Optimizing Route Planning in Diverse Landscapes: Integrating SLAM and RRT in Autonomous Drone Deployment.
Citation
Share
Date
Abstract
This thesis focuses on the implementation of improved route planning and terrain mapping in different types of structured landscapes by using advanced Simultaneous Localization and Mapping (SLAM) methods and Rapidly-exploring Random Tree (RRT*) algorithm in autonomous drone deployment, focusing on software development and simulation to improve tracking capabilities. This thesis is based on a single project that is a collaborative work of postgraduate students. The project aims to develop a drone-based telecommunications network that serves as a basis for exploration and monitoring in studied or designated areas. This research is based on the establishment of a system that integrates SLAM, which provides a quick and accurate map of complex environments. This is important for the correct drones' work and the best results.

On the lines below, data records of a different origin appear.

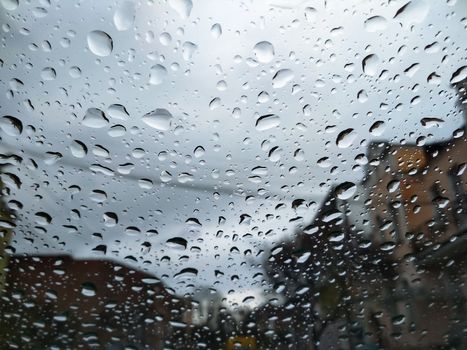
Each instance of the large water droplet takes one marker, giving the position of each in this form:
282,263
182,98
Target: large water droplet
78,149
429,122
100,43
159,119
413,12
118,111
459,75
370,65
281,78
264,51
267,122
11,125
157,74
346,138
95,118
183,7
378,127
375,24
88,289
345,190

Meanwhile, the inclusion of an RRT algorithm enables us to raise the system's efficiency and accuracy in planning routes for drones as they navigate intricate urban and non-urban spaces. The project is exclusively based on software simulation, using tools like AirSim and Unreal Engine, which allow the creation of an environment to test how well different drones work, from a single area to specific coordinates, ignoring external conditions like weather and drone battery life. The use of these mapping techniques and this trajectory planning algorithm enables safe navigation and an understanding of the environment that allows drones to function properly to perform their tasks. The results obtained, and the methods applied in the thesis, hope to introduce efficiency and productivity in the planning of drone deployments in all structured environments. This path would open the way to new applications in areas beyond urban infrastructure.